Publisher: 2K Games
Developer: Digital Extremes
System requirements: Windows XP/Vista/Win 7, 2 GHz Core2Duo/Athlon 64 X2 4200+ CPU, 256 MB GeForce 8600/Radeon HD 2600 graphics card, 1.5 GB RAM, 10 GB hard-drive space
ESRB rating: Mature
Release date: Available now
We FPS aficionados love mindless violence. Doesn’t matter how well a developer dresses it up; decapitation, dismemberment and general bloody mayhem get our juices flowing. So try not to judge Digital Extreme’s action sequel The Darkness II too harshly. Despite a minimal plot and an attempt to use some Twilight Zone-style cutscenes to make the game more cinematic, Darkness II delivers the blood-soaked goods, topped off by an ancillary character that you might remember long after the story is told.
Two game years ago, New York City mob soldier Jackie Estacado used the supernatural powers of a demon known as The Darkness to gain revenge on the rivals who murdered his beloved girlfriend, Jenny, and to kill his way to the head of the Family. Once he was done, he managed to find a way, with the help of a tweaked-out assistant named Johnny Powell, to contain The Darkness. Now, an unknown threat is starting to move in on Jackie’s territory.
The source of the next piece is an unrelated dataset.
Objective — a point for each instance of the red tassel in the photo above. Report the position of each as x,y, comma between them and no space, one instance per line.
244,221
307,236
A failed attempt by this new enemy to abduct Jackie enrages him to the point that he releases The Darkness once again. With the aid of a Cockney-accented familiar known as a darkling, Jackie and The Darkness once again plow through the Big Apple, this time in search of the The Brotherhood, a shadowy organization that doesn’t seem to be all that afraid of Jackie’s otherworldly powers.
Gameplay in Darkness II is fairly straightforward: find enemy, rip enemy to little shreds, repeat. You do this in several ways. Each of Jackie’s hands can wield an assortment of handguns, rifles and shotguns. Meanwhile, the two slithering snakes protruding from Jackie’s shoulders can be used to grab and throw items, hold shields to protect Jackie while he fires, or execute foes in some very visceral ways (including a kill called “The Wishbone,” which should need no description). But there’s a catch: Jackie’s Darkness powers are useless when standing in the light, so you have to shoot out light sources as often as possible. Later on, Brotherhood thugs carry high-intensity lights to try to trap you, so taking them out becomes your top priority for survival. There’s no cover mechanic, but you do have regenerating health, which replenishes even faster if you use the Darkness to extract and eat the hearts of dead enemies. You can also use the darkling as a weapon; just grab him and throw him at the target. And speaking of the darkling, there are two sequences where you control the demonic little creature, moving him through air ducts and crawlspaces to clear the way for Jackie. All of these kills give you dark essence, which you can exchange for new abilities and powerups.
The original Darkness game was a 2007 Xbox 360 exclusive, and going back to it now you can see how far game graphics have come. Darkness II features a very colorful, comic book-style visual look that makes the game many times more menacing than its console predecessor. The idea of quad-wielding in combat could’ve made the control scheme fairly complicated, but the controls are simple to learn and a breeze to use. Unlike the original game, the darkling emerges on his own instead of having to be summoned, which gives you one less thing to have to manage, especially during combat, which is fast-paced and exciting. Voice acting is merely adequate, with the one exception of actor David Hoffman’s portrayal of hyperkinetic tweaker Johnny Powell (if you watch the game’s trailer, you get a good sample of Powell’s foul-mouthed weirdness). And composer Tim Wynn’s soundtrack is an excellent companion to the on-screen action.
Still, there are a few things that threaten to spoil the fun. Screen tearing is a big problem throughout the game. If you don’t move immediately to the next objective, a prompt pops up telling you which button you can press to remind you of your next destination. The cell-shaded graphics are effective but not always very attractive. PC gamers will especially dislike the lack of a save-anywhere feature, although there are plenty of checkpoints, so rarely do you have to backtrack very far after death. Your conversations with Powell are almost always entertaining, but one of them practically gives away the ultimate ending of the story. You can’t aim down the gunsights when you dual-wield, forcing you to waste ammunition by spraying and praying. The boss battles are absurdly easy to beat, at least at medium difficulty. The cutscenes in the mental hospital slam the brakes on the game’s slight (only about six hours) yet lightning-fast story; they only seem to exist to set up a choice of two endings. And the game’s multiplayer mode is limited to four-player online co-op (single-player only offline).
Despite the faults, I had a blast playing The Darkness II. Combat is fast and nasty, gallows humor abounds in the script, and the visuals make it seem like you’re playing one of the Top Cow graphic novels on which the series is based. A few less trips to the asylum between fight scenes would’ve been welcome, but there’s fun to be had for those with a taste for plasma-soaked gaming violence.